NHS England has now confirmed the senior leaders who will oversee 44 ‘footprint’ areas in which health and care organisations and communities will work together to develop local blueprints for improved health, care and finances over the next five years.

The new approach seeks to ensure that health and care services are planned by place rather than solely around individual institutions, over a period of five years, rather than just a single year. 

Central to this are the design and delivery of Sustainability and Transformation Plans (STPs), which must show clearly how each area will pursue the ‘triple aim’ set out in the NHS Five Year Forward View – improved health and wellbeing, transformed quality of care delivery, and sustainable finances.

NHS England has also now published a map of the 44 areas after frontline health care leaders defined the most locally appropriate boundaries, recognising that footprints will not cover all planning eventualities, and that different areas will have different needs. Populations range from 300,000 (in West, North and East Cumbria) to nearly three million people (in Greater Manchester).

An STP fund of some £2.1 billion has been set aside for the financial year 2016/17, which will rise to £2.9 billion in 2017/18 and to £3.4 billion in 2020/21.

“The STP process signals a change in approach to planning that is very welcome - from organisation to place and from short-term survival to medium-term sustainability,” noted NHS Confederation chief executive Rob Webster. “The key now will be to provide a robust package of support for all 44 leaders to be able to work in partnership across their local systems.”

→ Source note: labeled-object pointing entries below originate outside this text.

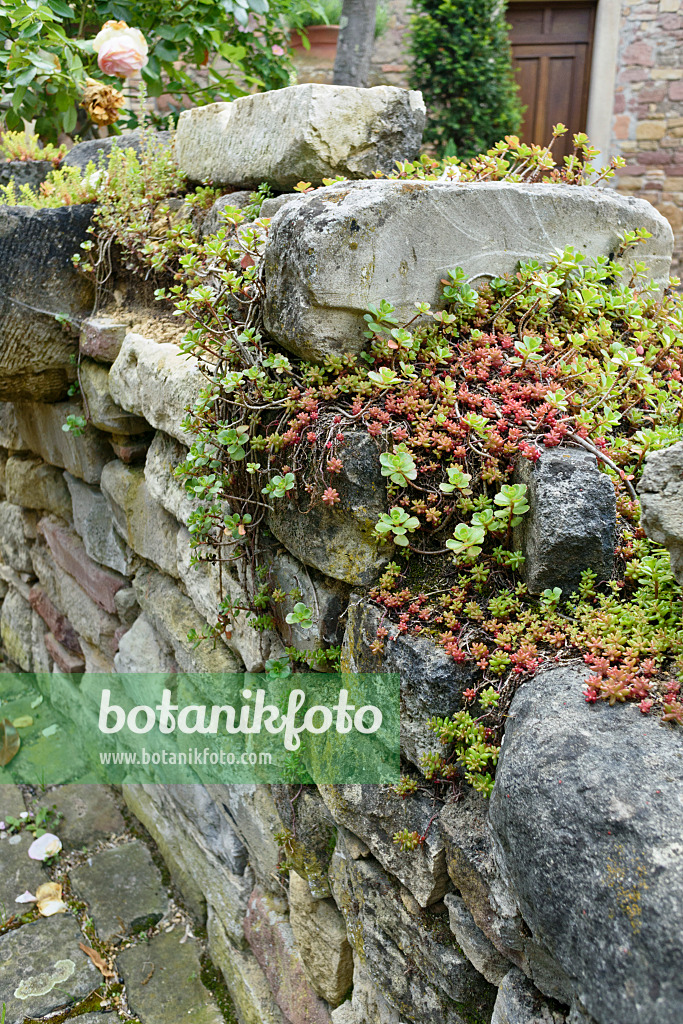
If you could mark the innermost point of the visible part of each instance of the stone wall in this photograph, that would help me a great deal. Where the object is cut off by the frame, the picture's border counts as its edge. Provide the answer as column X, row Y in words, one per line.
column 554, row 902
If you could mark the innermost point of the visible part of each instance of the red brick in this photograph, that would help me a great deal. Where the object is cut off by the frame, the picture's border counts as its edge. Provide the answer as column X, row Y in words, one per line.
column 55, row 622
column 68, row 551
column 65, row 659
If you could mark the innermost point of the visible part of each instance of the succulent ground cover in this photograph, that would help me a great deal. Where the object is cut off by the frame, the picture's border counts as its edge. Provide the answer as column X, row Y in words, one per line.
column 568, row 351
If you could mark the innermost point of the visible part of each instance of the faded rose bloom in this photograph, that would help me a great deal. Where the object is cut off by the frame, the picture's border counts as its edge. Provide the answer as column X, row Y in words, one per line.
column 121, row 50
column 101, row 102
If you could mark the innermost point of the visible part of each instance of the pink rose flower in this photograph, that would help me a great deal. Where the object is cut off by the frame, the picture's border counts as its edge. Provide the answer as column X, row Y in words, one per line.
column 121, row 50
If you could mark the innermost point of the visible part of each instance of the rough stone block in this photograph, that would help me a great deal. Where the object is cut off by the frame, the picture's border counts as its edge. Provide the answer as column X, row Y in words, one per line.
column 93, row 521
column 101, row 338
column 339, row 249
column 304, row 132
column 271, row 941
column 33, row 483
column 319, row 934
column 37, row 282
column 145, row 526
column 123, row 890
column 660, row 493
column 15, row 630
column 40, row 426
column 571, row 522
column 70, row 554
column 158, row 382
column 101, row 410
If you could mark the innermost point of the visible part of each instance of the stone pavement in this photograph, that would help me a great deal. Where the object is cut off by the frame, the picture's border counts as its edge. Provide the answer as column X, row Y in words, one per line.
column 146, row 961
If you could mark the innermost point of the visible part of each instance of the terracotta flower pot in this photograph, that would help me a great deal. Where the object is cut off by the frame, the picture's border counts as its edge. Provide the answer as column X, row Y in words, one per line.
column 323, row 39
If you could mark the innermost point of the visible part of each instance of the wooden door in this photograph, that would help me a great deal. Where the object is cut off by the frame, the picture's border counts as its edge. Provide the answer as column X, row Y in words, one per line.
column 551, row 51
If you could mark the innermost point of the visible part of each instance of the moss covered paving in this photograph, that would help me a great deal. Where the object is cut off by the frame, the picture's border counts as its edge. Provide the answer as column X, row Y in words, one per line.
column 568, row 352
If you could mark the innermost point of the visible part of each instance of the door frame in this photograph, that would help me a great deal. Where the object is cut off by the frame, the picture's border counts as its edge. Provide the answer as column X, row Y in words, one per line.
column 603, row 75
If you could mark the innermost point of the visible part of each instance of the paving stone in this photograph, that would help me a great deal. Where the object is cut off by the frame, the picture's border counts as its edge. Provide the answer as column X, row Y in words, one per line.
column 17, row 872
column 174, row 991
column 89, row 813
column 123, row 890
column 42, row 968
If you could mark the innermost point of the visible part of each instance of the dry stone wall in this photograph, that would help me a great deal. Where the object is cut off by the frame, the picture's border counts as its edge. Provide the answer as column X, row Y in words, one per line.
column 501, row 915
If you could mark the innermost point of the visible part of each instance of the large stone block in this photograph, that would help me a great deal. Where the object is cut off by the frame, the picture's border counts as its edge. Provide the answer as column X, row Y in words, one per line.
column 146, row 527
column 38, row 282
column 40, row 426
column 35, row 484
column 346, row 246
column 571, row 522
column 158, row 382
column 93, row 521
column 304, row 132
column 660, row 493
column 586, row 817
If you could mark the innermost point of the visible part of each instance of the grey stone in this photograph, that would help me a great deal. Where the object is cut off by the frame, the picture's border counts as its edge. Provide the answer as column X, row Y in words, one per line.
column 123, row 890
column 304, row 132
column 479, row 950
column 42, row 968
column 163, row 981
column 101, row 338
column 206, row 859
column 660, row 492
column 41, row 425
column 339, row 541
column 38, row 282
column 17, row 871
column 93, row 521
column 16, row 630
column 89, row 814
column 164, row 456
column 375, row 813
column 141, row 649
column 571, row 522
column 101, row 411
column 409, row 952
column 173, row 615
column 319, row 933
column 16, row 525
column 90, row 152
column 431, row 681
column 145, row 526
column 35, row 484
column 246, row 981
column 158, row 382
column 352, row 244
column 519, row 1003
column 586, row 820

“National bodies have an important role to play in supporting and enabling local leaders to foster critical local relationships that will determine the fate of these plans. What must be avoided is excessive control from the centre, which would stifle local ambition to transform local health and care services,” he stressed.

“Improvement within the NHS needs organisations to work strategically within their local health economy,” noted Jim Mackey, chief executive designate of NHS Improvement. “We need the Sustainability and Transformation Plans to encourage organisations to work together, to think boldly and to work out how change - no matter how radical - can best be achieved to meet the major challenges we face”.

The senior leaders selected to oversee the footprint areas include: Amanda Doyle chief clinical officer of NHS Blackpool Clinical Commissioning Group (CCG) and co-chair of NHS Clinical Commissioners (Lancashire and South Cumbria footprint); Sir Andrew Morris, chief executive of Frimley Health NHS Foundation Trust (Frimley Health footprint); Angela Pedder, chief executive of the Royal Devon & Exeter NHS FT (Devon footprint); David Sloman, chief executive of the Royal Free London NHS FT (North Central London footprint); David Smith, chief executive of NHS Oxfordshire CCG (Buckinghamshire, Oxfordshire and Berkshire West footprint); Sir Howard Bernstein, chief executive of Manchester City Council (Greater Manchester footprint); Mark Rogers, chief executive of Birmingham City Council and President of the Society of Local Authority Chief Executives (Birmingham and Solihull footprint); and Toby Sanders, accountable officer of NHS West Leicestershire CCG (Leicester, Leicestershire and Rutland footprint).